Amos Laar, Associate Professor, University of Ghana School of Public Health

Ghana is desirous of developing a food policy bundle to assure healthier diets amidst rising diet-related non-communicable diseases.

To do this, the Ministry of Health (MOH) on Thursday, September 30 2021, convened a consultative meeting with relevant stakeholders.

The  meeting aimed to offer the stakeholders an opportunity to contribute to “the food policy package for healthier diets initiative”.

The meeting also received updates from the MEALS4NCDs Project, which is currently generating evidence and supporting public sector actions that create healthy food environments for children and adolescents in Ghana.

Delivering a speech at the meeting, Amos Laar, Associate Professor of Public Health, at University of Ghana, and Principal Investigator of the MEALS4NCDs Project, disclosed his satisfaction with the current public policy-making processes – citing the very meeting he was participating in as evidence.

He also cited other examples such as the development of the National Nutrition Policy, the Food-Based Dietary Guidelines (FBDGs), and the implementation of the United Nations Food Systems Summit Dialogues in Ghana.

According to Prof. Laar, such partnerships between government ministries, departments, and agencies (MDAs) and academics are expedient as Ghana needs evidence-informed policies that can create supportive environments for health.
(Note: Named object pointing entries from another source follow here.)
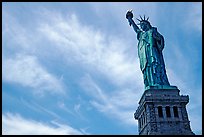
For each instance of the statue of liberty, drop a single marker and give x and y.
(150, 46)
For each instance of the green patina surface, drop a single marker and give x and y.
(150, 46)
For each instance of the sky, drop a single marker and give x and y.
(72, 67)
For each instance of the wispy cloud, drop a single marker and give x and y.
(92, 49)
(118, 104)
(14, 124)
(27, 71)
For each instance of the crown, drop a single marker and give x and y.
(142, 20)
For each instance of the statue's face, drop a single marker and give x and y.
(144, 26)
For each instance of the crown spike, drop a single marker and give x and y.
(141, 18)
(138, 19)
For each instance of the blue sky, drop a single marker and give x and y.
(72, 68)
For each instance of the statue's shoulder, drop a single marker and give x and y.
(154, 29)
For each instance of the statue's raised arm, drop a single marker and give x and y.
(129, 16)
(150, 46)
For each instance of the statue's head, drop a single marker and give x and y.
(144, 24)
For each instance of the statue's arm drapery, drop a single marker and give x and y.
(159, 39)
(135, 27)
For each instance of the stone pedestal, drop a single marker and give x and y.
(162, 111)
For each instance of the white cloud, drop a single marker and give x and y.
(194, 18)
(27, 71)
(92, 49)
(119, 104)
(14, 124)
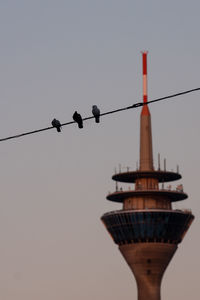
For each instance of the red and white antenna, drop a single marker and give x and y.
(145, 110)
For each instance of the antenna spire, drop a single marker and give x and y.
(146, 152)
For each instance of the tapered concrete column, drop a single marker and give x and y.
(146, 152)
(148, 262)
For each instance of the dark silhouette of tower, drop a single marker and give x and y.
(147, 229)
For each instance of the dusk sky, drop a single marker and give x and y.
(65, 55)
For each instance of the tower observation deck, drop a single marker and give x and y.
(147, 229)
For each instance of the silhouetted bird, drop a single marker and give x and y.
(96, 113)
(78, 119)
(56, 123)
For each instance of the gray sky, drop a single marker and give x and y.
(60, 56)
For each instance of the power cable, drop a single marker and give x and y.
(103, 114)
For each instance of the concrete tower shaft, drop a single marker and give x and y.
(147, 229)
(148, 263)
(146, 149)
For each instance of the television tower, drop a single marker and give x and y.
(147, 229)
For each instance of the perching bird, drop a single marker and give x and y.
(78, 119)
(56, 123)
(96, 113)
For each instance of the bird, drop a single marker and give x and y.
(96, 113)
(78, 119)
(56, 123)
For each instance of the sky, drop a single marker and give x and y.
(60, 56)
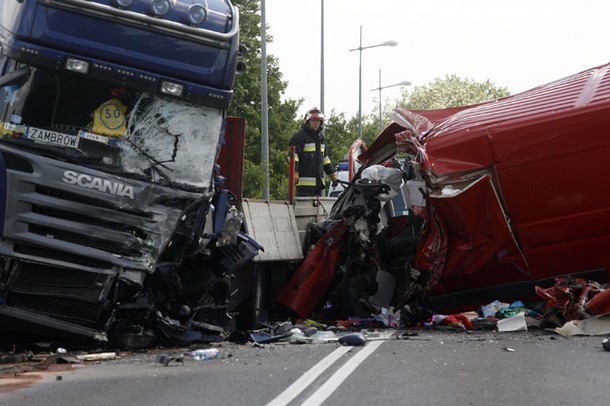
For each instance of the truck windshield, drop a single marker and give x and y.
(111, 128)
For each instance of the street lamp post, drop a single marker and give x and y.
(360, 49)
(403, 83)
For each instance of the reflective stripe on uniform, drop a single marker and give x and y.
(311, 147)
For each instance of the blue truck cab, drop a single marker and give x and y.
(112, 116)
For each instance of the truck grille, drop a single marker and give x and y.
(48, 219)
(58, 292)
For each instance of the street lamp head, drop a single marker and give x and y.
(390, 43)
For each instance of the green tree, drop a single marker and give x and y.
(451, 91)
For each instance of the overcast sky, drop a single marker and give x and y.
(518, 44)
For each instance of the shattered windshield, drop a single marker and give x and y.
(111, 128)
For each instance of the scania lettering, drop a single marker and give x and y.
(101, 185)
(112, 201)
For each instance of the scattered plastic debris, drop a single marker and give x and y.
(514, 323)
(353, 339)
(206, 353)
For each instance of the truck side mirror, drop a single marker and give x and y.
(16, 77)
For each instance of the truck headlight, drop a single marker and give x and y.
(77, 65)
(196, 14)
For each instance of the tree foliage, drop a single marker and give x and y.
(247, 103)
(340, 131)
(451, 91)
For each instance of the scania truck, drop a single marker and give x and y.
(114, 223)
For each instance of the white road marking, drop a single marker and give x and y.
(332, 383)
(341, 375)
(308, 377)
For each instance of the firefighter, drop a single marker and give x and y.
(311, 158)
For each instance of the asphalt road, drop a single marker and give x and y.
(430, 368)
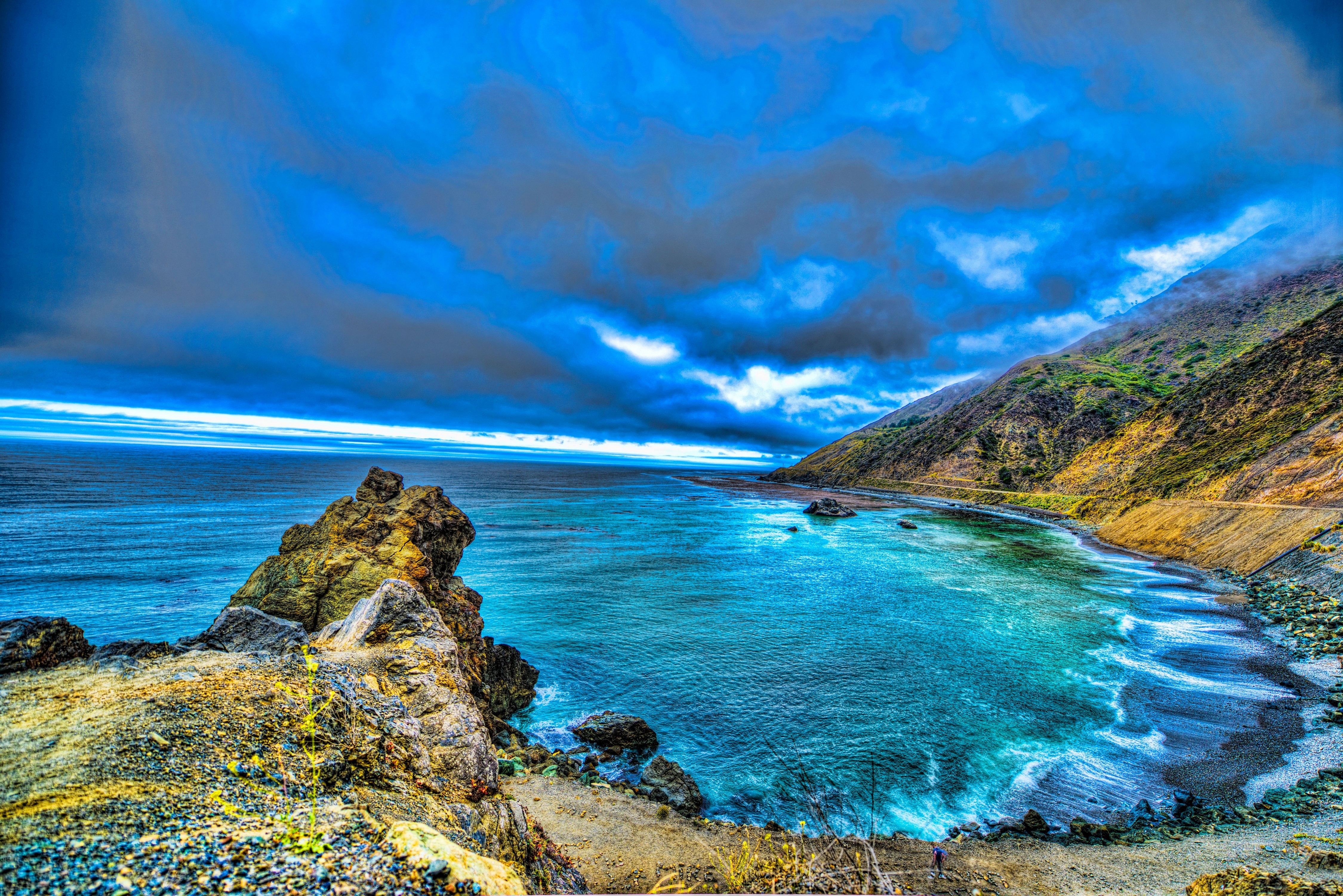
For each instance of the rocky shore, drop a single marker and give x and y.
(342, 729)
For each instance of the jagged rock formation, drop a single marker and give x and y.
(248, 630)
(617, 731)
(403, 694)
(672, 786)
(385, 533)
(414, 535)
(135, 649)
(509, 684)
(829, 507)
(39, 643)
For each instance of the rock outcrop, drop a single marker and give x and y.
(440, 858)
(617, 731)
(403, 695)
(39, 643)
(385, 533)
(509, 684)
(135, 649)
(414, 535)
(829, 507)
(672, 786)
(248, 630)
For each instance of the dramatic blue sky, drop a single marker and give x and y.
(750, 225)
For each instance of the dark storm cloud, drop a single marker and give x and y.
(579, 217)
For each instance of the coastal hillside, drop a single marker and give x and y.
(1263, 429)
(1031, 425)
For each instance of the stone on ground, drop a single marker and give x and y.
(39, 643)
(425, 847)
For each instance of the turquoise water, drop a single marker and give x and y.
(973, 667)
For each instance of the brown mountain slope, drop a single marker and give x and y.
(1263, 428)
(943, 400)
(1033, 421)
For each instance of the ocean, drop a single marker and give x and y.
(974, 667)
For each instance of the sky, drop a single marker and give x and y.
(703, 230)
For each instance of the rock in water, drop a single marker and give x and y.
(609, 730)
(387, 533)
(680, 790)
(829, 507)
(1325, 859)
(509, 683)
(135, 649)
(379, 487)
(1035, 824)
(39, 643)
(401, 643)
(248, 630)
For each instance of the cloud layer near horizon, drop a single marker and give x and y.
(734, 223)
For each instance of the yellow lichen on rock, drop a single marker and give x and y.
(422, 846)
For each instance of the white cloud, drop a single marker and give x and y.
(641, 348)
(994, 261)
(1040, 334)
(155, 426)
(762, 387)
(1164, 265)
(834, 406)
(1022, 107)
(809, 284)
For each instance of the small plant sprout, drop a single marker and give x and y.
(299, 840)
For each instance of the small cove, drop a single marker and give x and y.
(970, 668)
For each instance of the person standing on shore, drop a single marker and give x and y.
(939, 856)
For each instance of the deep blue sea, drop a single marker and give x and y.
(977, 665)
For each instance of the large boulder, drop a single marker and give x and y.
(440, 858)
(829, 507)
(385, 533)
(395, 612)
(509, 684)
(673, 786)
(412, 687)
(248, 630)
(39, 643)
(135, 649)
(617, 731)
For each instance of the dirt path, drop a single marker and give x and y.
(622, 847)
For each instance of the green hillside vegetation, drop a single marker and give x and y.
(1029, 425)
(1196, 442)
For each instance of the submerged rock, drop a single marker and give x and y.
(509, 683)
(41, 643)
(672, 786)
(829, 507)
(248, 630)
(135, 649)
(609, 730)
(1035, 824)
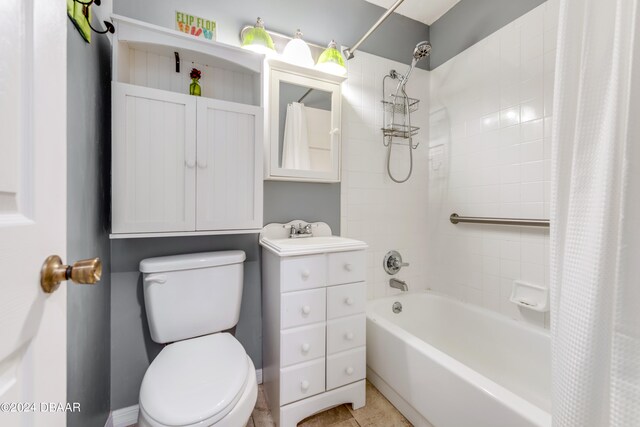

Particularly in relation to food safety.

“The fact that this virtual room is filled with policy makers, and academics, intending to brainstorm on the subject of improving our food environments, is a signal that things have changed or headed in the right direction,”

“Therefore, I would like to thank the Ministry of Health (MOH), the Food and Drugs Authority (FDA), the Ministry of Food and Agriculture (MOFA), the National Development Planning Commission (NDPC) for inviting academics to contribute to public policy making initiatives, such as this one,” Prof. Laar said.

“There are other examples such as the National Nutrition Policy, the Food-Based Dietary Guidelines (FBDGs), and the United Nations Food Systems Summit Dialogues processes.  Such partnership with academics is very much welcome, as Ghana needs evidence-informed policies that can create supportive environments for health – in the current context – food environment policies,” he added.